La Haute cour indique en revanche qu’est suffisante et proportionnée une étude d’impact qui ne détaille pas la localisation exacte des matières premières dans les pays de provenance, tout en précisant que les intrants seront certifiés ISCC (International Sustainability and Carbon Certification) et conformes aux critères de durabilité de la directive RED II.

Dans ses conclusions, le rapporteur public Nicolas Agnoux soulignait la difficulté de l’exercice. Par exemple, « l’étude d’impact relative à un projet de contournement routier ne peut raisonnablement analyser les incidences des industries extractives dans les régions du monde d’où proviennent les granulats et le sable nécessaires à sa construction. La charge serait manifestement excessive alors que l’article R. 122-5 rappelle en préambule que le contenu de l’étude d’impact est proportionné à l’incidence prévisible des installations sur l’environnement : autrement dit, l’étude d’impact n’a pas pour objet de documenter un « effet papillon » ».

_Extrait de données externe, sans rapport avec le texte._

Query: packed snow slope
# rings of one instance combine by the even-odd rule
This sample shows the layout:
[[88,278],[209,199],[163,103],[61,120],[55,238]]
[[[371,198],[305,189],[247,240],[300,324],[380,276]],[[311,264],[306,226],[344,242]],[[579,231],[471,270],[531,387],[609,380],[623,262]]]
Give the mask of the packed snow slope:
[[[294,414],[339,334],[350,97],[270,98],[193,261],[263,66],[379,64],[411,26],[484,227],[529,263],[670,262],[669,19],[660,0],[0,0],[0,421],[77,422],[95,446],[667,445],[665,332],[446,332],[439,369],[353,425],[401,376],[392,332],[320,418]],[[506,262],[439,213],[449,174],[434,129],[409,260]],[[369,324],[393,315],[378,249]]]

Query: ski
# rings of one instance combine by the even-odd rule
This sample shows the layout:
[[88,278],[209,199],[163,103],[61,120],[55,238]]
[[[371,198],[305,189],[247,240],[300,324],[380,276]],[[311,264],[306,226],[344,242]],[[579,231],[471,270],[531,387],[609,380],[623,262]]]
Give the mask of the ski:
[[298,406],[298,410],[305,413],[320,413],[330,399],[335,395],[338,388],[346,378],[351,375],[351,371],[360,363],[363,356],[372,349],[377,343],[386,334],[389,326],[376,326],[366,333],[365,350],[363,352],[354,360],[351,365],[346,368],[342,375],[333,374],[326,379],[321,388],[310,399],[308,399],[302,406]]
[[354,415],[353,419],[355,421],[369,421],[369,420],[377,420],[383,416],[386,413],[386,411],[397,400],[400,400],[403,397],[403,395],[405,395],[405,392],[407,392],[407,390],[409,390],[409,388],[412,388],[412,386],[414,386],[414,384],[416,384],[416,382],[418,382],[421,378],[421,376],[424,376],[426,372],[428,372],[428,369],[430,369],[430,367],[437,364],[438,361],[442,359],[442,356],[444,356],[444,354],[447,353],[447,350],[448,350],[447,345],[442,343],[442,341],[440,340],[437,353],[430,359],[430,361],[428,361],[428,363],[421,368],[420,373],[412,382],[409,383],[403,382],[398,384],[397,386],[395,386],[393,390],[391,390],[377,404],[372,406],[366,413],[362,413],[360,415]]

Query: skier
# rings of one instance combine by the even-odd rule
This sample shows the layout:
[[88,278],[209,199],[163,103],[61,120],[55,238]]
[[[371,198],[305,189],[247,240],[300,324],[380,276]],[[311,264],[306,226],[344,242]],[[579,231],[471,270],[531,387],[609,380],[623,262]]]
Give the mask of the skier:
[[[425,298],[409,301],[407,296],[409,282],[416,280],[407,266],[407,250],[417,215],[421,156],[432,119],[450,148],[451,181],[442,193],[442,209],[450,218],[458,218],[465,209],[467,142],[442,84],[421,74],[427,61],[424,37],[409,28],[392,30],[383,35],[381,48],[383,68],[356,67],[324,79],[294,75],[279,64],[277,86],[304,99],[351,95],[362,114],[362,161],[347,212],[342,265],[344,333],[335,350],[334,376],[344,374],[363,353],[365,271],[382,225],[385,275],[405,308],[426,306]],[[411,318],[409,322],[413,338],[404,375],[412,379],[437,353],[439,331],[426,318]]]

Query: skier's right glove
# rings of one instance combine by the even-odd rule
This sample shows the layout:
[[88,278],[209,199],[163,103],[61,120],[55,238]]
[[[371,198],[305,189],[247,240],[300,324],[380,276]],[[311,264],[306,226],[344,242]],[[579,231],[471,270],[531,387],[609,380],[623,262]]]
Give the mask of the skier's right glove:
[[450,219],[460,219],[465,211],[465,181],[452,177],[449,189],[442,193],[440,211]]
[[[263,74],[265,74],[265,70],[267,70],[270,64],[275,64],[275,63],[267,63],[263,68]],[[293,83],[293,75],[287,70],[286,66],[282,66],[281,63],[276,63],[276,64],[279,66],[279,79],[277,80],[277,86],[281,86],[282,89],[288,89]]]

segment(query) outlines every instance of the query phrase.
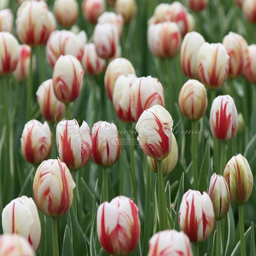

L’expression « effet papillon » est un peu forte s’agissant d’impacts prévisibles, certes à l’étranger. Mais si les ressources sont des marchandises, ou « commodities », dont les sources d’approvisionnement peuvent varier, comme les huiles végétales, on admet la difficulté de prévoir à l’avance la provenance précise et l’impact environnemental des intrants nécessaires à l’exploitation sur plusieurs années. Le fait que ces intrants soient « durables », à travers un label reconnu, constitue alors une information cruciale et, sur le fond, nécessaire pour rendre le projet compatible avec les exigences de l’article L.511-1 du code de l’environnement.

En revanche, pour les intrants de provenance locale ou nationale, en particulier ceux nécessitant de grande quantités de ressources naturelles, le juge est exigeant : l’étude d’impact doit être détaillée (CE 27 mars 2023, n° 450135, sur le projet de centrale de biomasse de Gardane).